In today’s time, when most business deals happen online, it’s very important to have a payment partner that can ensure the safe transfer of money.
A good payment partner should be able to:
- Verify customer payment details
- Authenticate the availability of funds in the buyer’s account
- Transfer funds to the vendor’s account
- Confirm transactions for both the customer and merchant.
Some of the popular payment gateways that businesses use are PayPal, Skrill, Stripe, and Braintree. In addition to these, major companies such as Amazon and Facebook have also started their own payment processing gateways.
Types of payment gateway
There are 3 types of payment gateways that you can use for your business.
A hosted gateway redirects your customer to a different web page where they enter their payment information. Once the transaction goes through, the customer is then sent back to your web page for the final checkout. That’s where the final order is processed.
This method is easy to implement as it doesn’t require the merchant to be PCI compliant. The merchant also doesn’t need to store any financial data. The control of the whole transaction is in the hands of a third-party payment partner. Thus, it reduces the risk of storing sensitive information on the vendor’s website. An API redirects the user to the gateway.
This method is recommended for small businesses that don’t want to deal with compliances and data security issues.
Direct Post gateway
This payment method allows the customer to transact without leaving the merchant’s website. Transaction information is collected from the customer and sent to the gateway. The merchant doesn’t store any information. All information is stored by the browser. It sends the information to the gateway for transaction approval via HPP messages through JSON string.
An API connects the payment gateway to the website. This method doesn’t require the merchant to be PCI DSS compliant since they aren’t handling financial data.
In this method, no third parties are involved in transaction processing. Instead, the merchant itself handles the payments and is responsible for storing (and securing) data and verifying transactions.
One of the major benefits of implementing this method is that the merchant controls the whole scope of payment processing and transaction. The customer doesn’t have to leave the website. This improves brand recognition and user experience. The merchant can also easily customize the payment system to cater to business needs.
However, there are some issues. This method requires the merchant to be PCI DSS compliant. They are also responsible for software maintenance. However, this method is highly beneficial for medium and large businesses that want in-house payment processing.
Factors to keep in mind while selecting a payment partner
Choosing an appropriate payment partner for your business is essential. Since there are many options to choose from, here are a few factors to consider.
1. Gateway location
Before choosing a payment provider, you must first consider the provider’s geographical region. Is the provider licensed to operate in your country? Can your target audience access these payment providers without issues?

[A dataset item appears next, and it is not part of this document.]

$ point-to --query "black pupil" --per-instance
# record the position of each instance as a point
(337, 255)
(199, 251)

You also need to check the types of currencies, conversion rate, and payout frequency. Since many businesses cater to consumers worldwide, the payment provider should be able to convert money into local currency.
2. Payment method
This is also a key factor while deciding on a payment gateway. Most customers use credit and debit cards to make payments.
But the payment partner’s services shouldn’t be limited only to the popular payment methods. They should offer other modes of payments such as net banking, e-wallets, and vouchers. Also, they need to allow customers to choose a payment method based on their preference.

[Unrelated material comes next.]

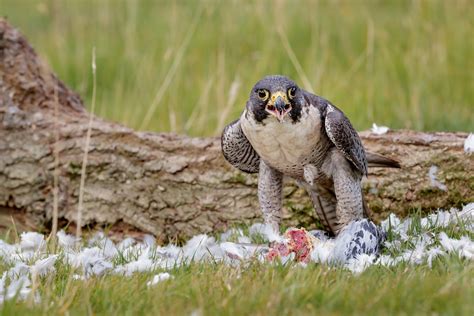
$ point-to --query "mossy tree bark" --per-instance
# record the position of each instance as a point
(172, 185)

Cryptocurrency is also gaining popularity as a mode of payment. Make sure to check with your provider whether they accept popular crypto coins.
You should always keep in mind affordability while selecting a payment gateway. It should be cost-effective to implement and operate your payment solution. Therefore, you should always consider costs such as the purchasing fee, subscription fees, payment processing fees, and service-renewal fees before deciding on the payment partner.
Also, check if your payment partner limits the number of transactions they can process per month to avoid paying overdue fines.
You need to check on things such as transaction speed and overall experience before selecting a payment provider. It’s important to experience the whole process from a customer’s point of view. If there are any issues in the payment process, customers will bounce from the checkout page. Another thing to note is how quickly the customer service team responds to your queries when you raise an issue.
Security is an extremely important concern while selecting a payment partner. Therefore, the gateway you’re using to store financial information and process payment should be PCI-DSS compliant. It should also have features such as OTP, fraud detection, embeddable checkout, and payment screening.
A good payment partner should also take care of risk control and minimization. They should also be responsible for other aspects of payment processing, such as automatic payments, multi-platform support, and dispute handling.
To sum up
Payment partners are an important part of an online business. A good payment partner improves customer satisfaction and ensures brand loyalty. They are essential to a company’s growth and smooth operations.
It’s highly recommended that online businesses accurately survey their business requirements and find a payment gateway that suits those needs. Implementing an efficient payment gateway will result in more leads and increased business.